Friday, January 16, 2009

What You Have to Do is Break All the Rules

Wind from the Sea, 1947

The Trodden Weed, 1951





Andrew Wyeth died today at the age of 91.


He is one of my very favorite artists.
I have a dog-eared old copy of The Art of Andrew Wyeth that I got at a book fair for $5 a couple of years ago, and it is possibly my favorite art book to flip through. I think his work is simple, traditional, forward-thinking, full of emotion, metaphorical, political, and utterly beautiful all at once.

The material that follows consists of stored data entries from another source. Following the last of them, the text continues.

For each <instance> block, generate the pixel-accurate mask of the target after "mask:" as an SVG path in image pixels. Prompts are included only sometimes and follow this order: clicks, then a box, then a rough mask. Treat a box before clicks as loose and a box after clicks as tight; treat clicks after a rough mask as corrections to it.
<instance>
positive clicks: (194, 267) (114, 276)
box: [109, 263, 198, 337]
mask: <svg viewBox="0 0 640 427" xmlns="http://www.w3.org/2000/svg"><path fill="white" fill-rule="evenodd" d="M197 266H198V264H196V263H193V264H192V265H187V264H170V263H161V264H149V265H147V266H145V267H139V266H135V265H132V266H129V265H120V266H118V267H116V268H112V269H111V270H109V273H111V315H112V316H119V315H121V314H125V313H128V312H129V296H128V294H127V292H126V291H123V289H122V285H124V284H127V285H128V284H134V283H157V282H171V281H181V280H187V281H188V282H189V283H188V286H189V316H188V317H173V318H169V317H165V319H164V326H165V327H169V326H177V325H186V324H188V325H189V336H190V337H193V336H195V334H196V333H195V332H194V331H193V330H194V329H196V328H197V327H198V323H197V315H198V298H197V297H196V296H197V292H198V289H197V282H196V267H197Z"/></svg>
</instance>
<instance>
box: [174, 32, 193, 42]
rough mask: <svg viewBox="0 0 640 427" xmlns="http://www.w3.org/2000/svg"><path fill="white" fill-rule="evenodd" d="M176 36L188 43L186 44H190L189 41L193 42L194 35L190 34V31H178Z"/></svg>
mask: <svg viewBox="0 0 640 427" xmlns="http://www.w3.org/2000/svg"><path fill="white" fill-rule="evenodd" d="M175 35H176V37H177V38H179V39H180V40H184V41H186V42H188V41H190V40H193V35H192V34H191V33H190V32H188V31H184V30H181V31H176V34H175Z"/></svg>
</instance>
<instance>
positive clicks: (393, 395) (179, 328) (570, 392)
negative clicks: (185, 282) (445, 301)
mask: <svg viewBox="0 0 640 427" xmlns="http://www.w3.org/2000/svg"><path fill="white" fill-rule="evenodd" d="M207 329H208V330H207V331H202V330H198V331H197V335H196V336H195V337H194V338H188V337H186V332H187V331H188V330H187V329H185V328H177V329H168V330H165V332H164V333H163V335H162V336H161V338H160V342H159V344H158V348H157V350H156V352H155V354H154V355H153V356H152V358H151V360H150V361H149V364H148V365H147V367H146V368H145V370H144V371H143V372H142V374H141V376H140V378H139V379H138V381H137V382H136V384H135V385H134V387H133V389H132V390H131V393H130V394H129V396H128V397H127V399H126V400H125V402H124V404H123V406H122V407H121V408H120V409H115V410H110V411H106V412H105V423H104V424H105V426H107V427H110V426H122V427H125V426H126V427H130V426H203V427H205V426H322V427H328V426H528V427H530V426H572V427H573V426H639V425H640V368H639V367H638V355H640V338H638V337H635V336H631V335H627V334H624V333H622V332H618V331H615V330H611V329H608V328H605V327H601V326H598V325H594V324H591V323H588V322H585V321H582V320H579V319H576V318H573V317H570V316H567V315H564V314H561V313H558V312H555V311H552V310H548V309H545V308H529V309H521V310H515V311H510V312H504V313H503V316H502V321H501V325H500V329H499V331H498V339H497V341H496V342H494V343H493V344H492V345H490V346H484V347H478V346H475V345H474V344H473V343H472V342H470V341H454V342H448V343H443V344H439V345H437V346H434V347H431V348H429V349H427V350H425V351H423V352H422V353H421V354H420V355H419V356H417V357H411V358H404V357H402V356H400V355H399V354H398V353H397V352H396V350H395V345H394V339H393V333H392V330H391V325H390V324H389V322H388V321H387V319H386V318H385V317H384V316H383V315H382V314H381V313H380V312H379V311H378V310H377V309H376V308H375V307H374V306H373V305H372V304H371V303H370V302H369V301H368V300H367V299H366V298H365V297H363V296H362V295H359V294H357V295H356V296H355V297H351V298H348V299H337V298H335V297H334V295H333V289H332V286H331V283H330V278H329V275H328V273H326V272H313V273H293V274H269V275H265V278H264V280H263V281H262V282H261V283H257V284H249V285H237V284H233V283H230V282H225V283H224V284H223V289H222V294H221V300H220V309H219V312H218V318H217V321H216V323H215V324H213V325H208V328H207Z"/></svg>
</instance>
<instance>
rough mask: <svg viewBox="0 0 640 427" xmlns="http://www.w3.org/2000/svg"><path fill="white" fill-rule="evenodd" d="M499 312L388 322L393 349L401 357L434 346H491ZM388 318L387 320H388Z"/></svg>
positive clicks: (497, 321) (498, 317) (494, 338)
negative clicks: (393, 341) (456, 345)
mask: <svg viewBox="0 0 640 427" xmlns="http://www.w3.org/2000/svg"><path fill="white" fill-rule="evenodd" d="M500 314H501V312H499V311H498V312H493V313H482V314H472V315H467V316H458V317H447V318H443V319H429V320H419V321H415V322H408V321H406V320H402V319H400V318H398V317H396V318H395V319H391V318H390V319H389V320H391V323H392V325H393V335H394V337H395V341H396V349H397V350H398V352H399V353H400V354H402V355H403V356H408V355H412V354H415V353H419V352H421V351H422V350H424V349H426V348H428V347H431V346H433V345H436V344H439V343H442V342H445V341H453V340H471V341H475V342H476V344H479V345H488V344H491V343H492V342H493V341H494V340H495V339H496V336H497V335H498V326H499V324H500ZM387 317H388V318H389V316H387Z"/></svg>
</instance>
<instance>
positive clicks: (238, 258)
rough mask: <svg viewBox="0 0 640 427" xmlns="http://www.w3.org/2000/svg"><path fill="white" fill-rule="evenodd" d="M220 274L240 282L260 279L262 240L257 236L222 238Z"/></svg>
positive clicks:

I like this excerpt from the NY Times' article about him:

"Bucking the liberal art establishment, and making a fortune in the process, allowed him to play familiar American roles: the reactionary antiestablishmentarian and the free-thinking individualist who at the same time represented the vox populi. A favorite saying of his was: “What you have to do is break all the rules.” And as bohemianism itself became institutionalized, Wyeth encapsulated the artistic conservatives’ paradoxical idea of cultural disobedience through traditional behavior."


A big source of pain in my life is the relationship I have with my mother. She is someone I love fiercely, and hate fiercely at the same time. She is someone who can make me feel the absolute best and worst about myself, my life, and my choices.
One of the few things that unites us is a shared love of art. Growing up, she hung a framed print of Wyeth's Master Bedroom in the stairway near our kitchen. I know she loved this painting, both for Wyeth's realistic rendering, and tender subject matter. It has become one of my favorites too, not necessarily for the work itself (though I do like it), but for the memories it brings of my mother, days she took me to the art museum as a little girl, and afternoons spent by her side paging through art books, sharing with me her favorites.